Münteha et al. [18] reported the development of a pH-sensitive drug delivery system (DDS) was using 5-sulfosalicylic acid (5-SSA) and boswellic acids (BAs), which were loaded into ZIF-8 nanocomposites containing bovine serum albumin (BSA) as the core. The resulting 5-SSA/BSA@ZIF-8 and 5-SSA/BSA/BAs@ZIF-8 formulations demonstrated enhanced biocompatibility and therapeutic efficacy against MCF-7 cells while exhibiting minimal toxicity. Shatha et al. [19] established a pH-sensitive multifunctional DDS by incorporating gemcitabine hydrochloride (Gem) and amygdalin (Amy) into a BSA-centered ZIF-8, forming BSA-Gem@ZIF-8 and BSA-Gem-Amy@ZIF-8 NPs. These nanocomposites were further coated with polydopamine (Dopa), chelated by Au3+, and conjugated with gallic acid (GA), resulting in BSA-Gem@ZIF-8/Dopa/GA and BSA-Gem-Amy@ZIF-8/Dopa/GA. The final formulations demonstrated enhanced cytotoxicity and apoptotic effects against MCF-7 cells while exhibiting lower toxicity in HUVEC control cells. The special characteristics of MOFs, particularly exemplified by ZIF-8, hold high promise in overcoming existing challenges associated by DDS, presenting a compelling avenue for the establishment of efficient and targeted treatment interventions [20]. In our study, we developed a hybrid nanosystem by conjugating MXene with ZIF-8-MOF and encapsulating it in liposomes (LPs), forming Que-loaded MX-ZIF-8@LPs (Que-MX-ZIF-8@LPs) nanocomposites. The goal was to create multifunctional nanocarriers for DD and PTT, offering more comprehensive treatment options for BC, both in vitro and in vivo.

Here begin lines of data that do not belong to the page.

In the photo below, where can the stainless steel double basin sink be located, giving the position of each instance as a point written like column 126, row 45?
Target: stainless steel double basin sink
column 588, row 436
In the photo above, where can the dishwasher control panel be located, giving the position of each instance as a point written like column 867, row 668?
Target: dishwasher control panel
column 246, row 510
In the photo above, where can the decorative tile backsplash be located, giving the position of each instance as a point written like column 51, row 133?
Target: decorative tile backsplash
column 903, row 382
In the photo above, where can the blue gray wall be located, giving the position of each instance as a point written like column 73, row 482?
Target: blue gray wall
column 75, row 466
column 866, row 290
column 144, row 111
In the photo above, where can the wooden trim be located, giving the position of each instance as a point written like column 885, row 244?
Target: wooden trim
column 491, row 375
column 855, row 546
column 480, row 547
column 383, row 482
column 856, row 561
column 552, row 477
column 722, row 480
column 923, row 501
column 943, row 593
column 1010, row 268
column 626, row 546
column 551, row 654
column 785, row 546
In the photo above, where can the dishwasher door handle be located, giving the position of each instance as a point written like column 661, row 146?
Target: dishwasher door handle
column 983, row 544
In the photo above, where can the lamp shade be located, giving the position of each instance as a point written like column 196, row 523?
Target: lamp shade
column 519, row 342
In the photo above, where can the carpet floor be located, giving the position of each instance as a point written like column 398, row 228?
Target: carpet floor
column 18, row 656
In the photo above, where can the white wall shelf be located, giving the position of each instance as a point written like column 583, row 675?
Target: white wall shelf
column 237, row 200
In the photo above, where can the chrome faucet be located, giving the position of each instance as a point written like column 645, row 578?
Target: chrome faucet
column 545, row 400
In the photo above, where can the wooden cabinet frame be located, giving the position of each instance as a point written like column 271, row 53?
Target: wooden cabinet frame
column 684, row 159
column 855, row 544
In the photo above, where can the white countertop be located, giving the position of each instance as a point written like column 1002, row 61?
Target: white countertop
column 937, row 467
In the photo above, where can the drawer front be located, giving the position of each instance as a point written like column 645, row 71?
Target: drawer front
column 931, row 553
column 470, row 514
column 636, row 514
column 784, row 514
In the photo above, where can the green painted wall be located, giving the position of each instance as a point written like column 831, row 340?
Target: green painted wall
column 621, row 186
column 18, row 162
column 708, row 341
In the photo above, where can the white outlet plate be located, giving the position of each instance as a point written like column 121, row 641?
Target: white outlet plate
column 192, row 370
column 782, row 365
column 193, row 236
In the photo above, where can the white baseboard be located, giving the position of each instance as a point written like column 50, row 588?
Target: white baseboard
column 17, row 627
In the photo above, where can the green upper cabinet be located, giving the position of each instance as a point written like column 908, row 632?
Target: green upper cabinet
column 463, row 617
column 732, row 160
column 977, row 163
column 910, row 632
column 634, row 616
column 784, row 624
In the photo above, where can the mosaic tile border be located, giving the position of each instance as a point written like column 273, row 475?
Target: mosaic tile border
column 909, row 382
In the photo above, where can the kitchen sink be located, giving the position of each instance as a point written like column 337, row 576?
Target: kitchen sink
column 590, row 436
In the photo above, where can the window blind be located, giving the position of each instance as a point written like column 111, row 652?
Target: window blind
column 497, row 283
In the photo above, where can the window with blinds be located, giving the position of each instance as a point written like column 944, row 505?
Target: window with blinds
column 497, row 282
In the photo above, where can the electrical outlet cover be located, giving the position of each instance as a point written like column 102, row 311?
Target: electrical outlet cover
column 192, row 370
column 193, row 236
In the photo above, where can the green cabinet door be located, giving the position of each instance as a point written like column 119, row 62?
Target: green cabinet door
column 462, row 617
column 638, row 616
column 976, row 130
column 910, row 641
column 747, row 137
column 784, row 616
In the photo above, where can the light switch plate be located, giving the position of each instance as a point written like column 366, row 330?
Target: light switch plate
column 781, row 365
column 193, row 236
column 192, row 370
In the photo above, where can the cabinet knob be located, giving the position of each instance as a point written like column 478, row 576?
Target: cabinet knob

In this work, we present a smart drug delivery (SDD) system based on MXene integrated with ZIF-8, in which the antitumor drug Que is loaded into MX-ZIF-8 and encapsulated in liposomes, forming Que-MX-ZIF-8@LPs nanocomposites. We evaluated the N2 adsorption–desorption, cumulative pore volume, pore size distributions (PSD), and XPS analyses of the Que-MX-ZIF-8@LPs nanocomposite. The drug loading (DL), encapsulation efficiency (EE), and kinetics release under NIR were measured. Molecular docking studies provided moderate binding strengths of MX-ZIF-8 NPs to tumor-related protein targets (Akr1b1) and Que indicated even higher interactions. Molecular docking interactions between ZIF-8 and MXene suggest complementary roles in Que-MX-ZIF-8@LPs nanocomposites, enhancing their overall stability and therapeutic effectiveness. Our findings indicate that these nanocomposites can improve tumor cell treatment with combining controlled DR with increased cellular sensitivity to treatment. We will evaluate their in vitro efficacy, including cytotoxicity utilizing the MTT assay, flow cytometry, and cellular uptake, as well as their anticancer effects in vivo through xenograft experiments in nude mice under NIR.